Brunetti recordó: ésta era una de las razones por las que no le gustaba Patrizia.

– Me parece que dijo que un día él se puso hecho una fiera porque alguien, una mecanógrafa nueva, según creo, había puesto una estampa religiosa en la pared de su despacho. O un crucifijo. Ahora no recuerdo qué era exactamente. Fue hace años. Pero él le echó una bronca y le obligó a quitarlo. Y recuerdo que también me dijo que blasfemaba mucho, una boca terrible… la Madonna aquí y la Madonna allá…, cosas que Patrizia no podía repetir. Que hasta a ti te hubieran ofendido, Guido.

Brunetti pasó por alto el casual descubrimiento de que Paola parecía considerarlo una especie de árbitro en materia de reniegos y concentró sus pensamientos en la revelación acerca del signor Lerini. Hizo volver a Brunetti de sus divagaciones la suave presión en su cadera del cuerpo de Paola que se había sentado en el sofá. Él, sin abrir los ojos, se retiró hacia el respaldo, para dejarle sitio y entonces sintió en el pecho el peso de su brazo y de su busto.

– ¿Por qué has ido a ver a mi madre? -La voz de ella sonó justo debajo de su barbilla.

– He pensado que tal vez conociera a la Lerini y a la otra.

– ¿Qué otra?

– Claudia Crivoni.

– ¿Y conoce a Claudia?

– Mmm.

– ¿Qué ha dicho?

– Algo relacionado con un cura.

– ¿Un cura? -preguntó Paola, como había preguntado Brunetti al oír la misma frase.

– Sí. Pero es sólo un rumor.

– Lo que significa que probablemente es verdad.

– ¿Es verdad qué?

– Oh, Guido, no seas pavo. ¿Qué es lo que crees que puede ser?

– ¿Con un cura?

– ¿Por qué no?

– ¿No hacen un voto?

Ella se incorporó.

– No me lo puedo creer. ¿De verdad imaginas que eso significa una diferencia?

– Se supone que sí.

– Sí, y también se supone que los hijos son obedientes y responsables.

– Los nuestros, no -sonrió él.

Él sintió cómo súbitamente el cuerpo de Paola temblaba de risa.

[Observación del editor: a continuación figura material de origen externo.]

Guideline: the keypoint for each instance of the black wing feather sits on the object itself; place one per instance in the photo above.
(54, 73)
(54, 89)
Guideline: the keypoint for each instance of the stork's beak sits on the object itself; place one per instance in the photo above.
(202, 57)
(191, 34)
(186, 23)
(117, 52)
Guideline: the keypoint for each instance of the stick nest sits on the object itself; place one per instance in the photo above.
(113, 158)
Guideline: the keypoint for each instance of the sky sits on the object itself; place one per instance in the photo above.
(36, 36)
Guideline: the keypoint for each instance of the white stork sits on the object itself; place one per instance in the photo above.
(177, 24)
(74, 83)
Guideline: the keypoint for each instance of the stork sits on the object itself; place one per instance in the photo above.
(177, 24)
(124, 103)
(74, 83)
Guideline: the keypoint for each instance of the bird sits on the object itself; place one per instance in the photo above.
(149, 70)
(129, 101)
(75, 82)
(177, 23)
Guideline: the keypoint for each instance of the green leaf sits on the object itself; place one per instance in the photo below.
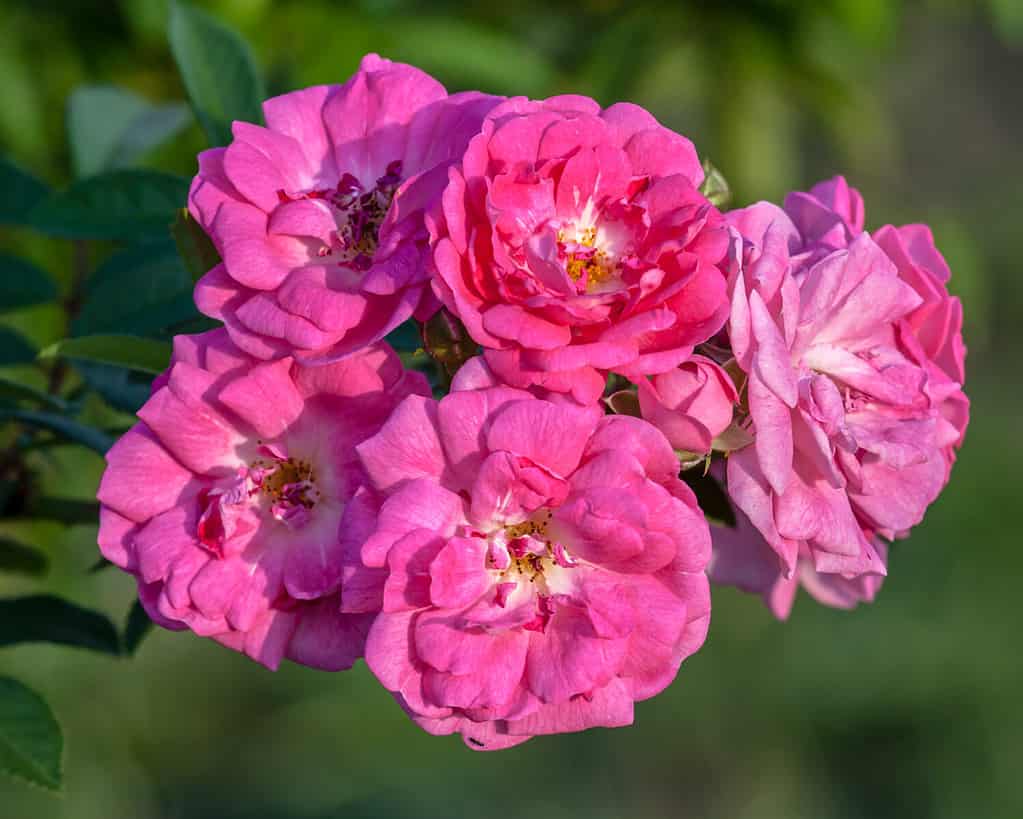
(24, 284)
(405, 337)
(31, 742)
(65, 510)
(46, 619)
(14, 348)
(715, 187)
(143, 289)
(711, 496)
(62, 426)
(126, 205)
(24, 559)
(19, 193)
(734, 438)
(194, 246)
(131, 352)
(101, 564)
(15, 391)
(137, 626)
(110, 127)
(124, 390)
(218, 72)
(625, 402)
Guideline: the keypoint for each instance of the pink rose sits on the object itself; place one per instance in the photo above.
(692, 404)
(848, 442)
(225, 500)
(319, 217)
(572, 241)
(832, 215)
(545, 564)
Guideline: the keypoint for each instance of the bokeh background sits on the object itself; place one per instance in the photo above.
(909, 708)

– Tienes razón. Pero, en serio, Guido, ¿de verdad te crees eso de los curas?

– No creo que esa mujer esté liada con ninguno.

– ¿Por qué no?

– Porque la he visto -dijo él y bruscamente la atrajo hacia sí asiéndola por la cintura.

Paola dio un grito de sorpresa, pero su voz tenía la misma nota de delectable horror que los chillidos de Chiara cuando Raffi o Brunetti le hacían cosquillas. Ella se resistió, pero Brunetti estrechó el abrazo hasta inmovilizarla.

Al cabo de un rato, él dijo:

– Yo no conocía a tu madre.

– Hace veinte años que la conoces.

– Quiero decir que no la conocía como persona. Tantos años, y no tenía idea de quién era.

– Pareces triste -dijo Paola apoyándose en su pecho para incorporarse y verle la cara.

Él aflojó la presión de sus brazos.

– Es triste, tratar a una persona durante veinte años, y no tener idea de cómo es. Cuánto tiempo desperdiciado.

Ella se echó otra vez, revolviéndose para acoplar sus curvas al cuerpo de él, proceso durante el que le clavó el codo en el estómago haciéndole lanzar un «¡Huy!» de dolor, pero al fin encontró la postura y él volvió a rodearla con los brazos.

Chiara, que llegó media hora después, hambrienta y en busca de cena, los encontró dormidos en el sofá.